Urology Video Journal (Sep 2021)
Robotic-assisted vesicourethral leakage repair with omentum-flap interposition after a robotic-assisted radical prostatectomy
Abstract
Objective: To present a step-by-step video of a robotic-assisted vesicourethral leakage repair with an omentum-flap interposition after a radical prostatectomy. Patient and surgical procedure: A 64-years-old male diagnosed with a high-risk prostate cancer underwent robotic-assisted radical prostatectomy and extended pelvic lymph node dissection. Bladder neck reconstruction was performed with a run 4-0 monocryl® suture on lateral sides of bladder neck (“fish-mouth” reconstruction). Postoperative period was uneventful and bladder catheter was removed on day 7 after surgery. Immediately after bladder catheter removal, the patient presented with lower continuous abdominal and flank pain.
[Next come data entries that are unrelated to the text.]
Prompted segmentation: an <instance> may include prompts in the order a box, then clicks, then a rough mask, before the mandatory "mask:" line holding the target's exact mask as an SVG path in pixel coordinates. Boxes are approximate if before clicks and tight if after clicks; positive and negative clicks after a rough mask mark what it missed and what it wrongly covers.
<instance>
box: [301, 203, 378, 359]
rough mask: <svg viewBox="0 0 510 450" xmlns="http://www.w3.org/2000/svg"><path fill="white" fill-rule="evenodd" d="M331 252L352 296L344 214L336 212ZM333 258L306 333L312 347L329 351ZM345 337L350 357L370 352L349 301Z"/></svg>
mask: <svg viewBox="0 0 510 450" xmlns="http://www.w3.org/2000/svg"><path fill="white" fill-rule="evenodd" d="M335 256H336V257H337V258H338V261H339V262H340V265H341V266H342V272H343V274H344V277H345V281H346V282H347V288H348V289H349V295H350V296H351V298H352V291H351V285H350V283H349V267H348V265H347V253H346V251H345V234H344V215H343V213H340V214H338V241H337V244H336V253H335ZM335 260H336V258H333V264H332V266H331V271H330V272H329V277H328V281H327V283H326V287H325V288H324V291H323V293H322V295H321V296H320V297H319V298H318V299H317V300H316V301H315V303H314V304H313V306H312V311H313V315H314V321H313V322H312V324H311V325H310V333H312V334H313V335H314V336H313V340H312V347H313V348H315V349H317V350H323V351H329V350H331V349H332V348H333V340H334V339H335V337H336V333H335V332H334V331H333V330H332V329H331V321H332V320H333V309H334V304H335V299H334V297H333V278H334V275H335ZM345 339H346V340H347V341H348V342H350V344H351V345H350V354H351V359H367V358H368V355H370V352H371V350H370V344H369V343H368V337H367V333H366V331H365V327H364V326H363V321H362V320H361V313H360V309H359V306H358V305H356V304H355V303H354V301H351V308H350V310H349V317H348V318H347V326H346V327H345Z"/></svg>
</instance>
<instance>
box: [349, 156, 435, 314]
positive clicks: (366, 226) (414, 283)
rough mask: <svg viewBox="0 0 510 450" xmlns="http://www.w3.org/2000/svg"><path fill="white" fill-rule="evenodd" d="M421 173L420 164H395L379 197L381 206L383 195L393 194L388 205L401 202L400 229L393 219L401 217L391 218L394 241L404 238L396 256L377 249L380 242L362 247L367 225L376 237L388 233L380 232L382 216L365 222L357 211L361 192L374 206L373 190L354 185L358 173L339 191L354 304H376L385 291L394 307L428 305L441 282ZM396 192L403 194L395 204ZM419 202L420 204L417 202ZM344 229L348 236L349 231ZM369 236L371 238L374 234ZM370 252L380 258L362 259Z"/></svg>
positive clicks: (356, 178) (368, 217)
Computed tomographic cystography revealed a right-sided VUA leakage. The attempt of a conservative approach with prolonged bladder catheterization was unsuccessful and surgical approach was decided. Intraoperatively, access to VUA was difficulted by fibrin adherences. It was confirmed the leak being caused by solely a dehiscence of the right-sided bladder neck reconstruction with the major part of the urethral reconstructing intact. The right ureteral orifice was identified and the defect was corrected with a, double layer, running 2-0 barbed suture. Subsequently, an omentum-flap was fixed over the sutured bladder defect. Results: Bladder catheter was removed 2-weeks post-operatively with a previous cystography showing no VUA leakage. Patient turned to be continent and asymptomatic with undetectable PSA on the second month of follow up. Conclusions: There is no strong evidence regarding the best timing to surgical intervention. However, after 3 weeks of catherization, it is unlikely that conservative approach will be successful. Robotic approach allowed selective suturing of the bladder neck dehiscence with preservation of vesicourethral anastomosis and omentum inlay. Thus, minimizing the morbidity of re-intervention.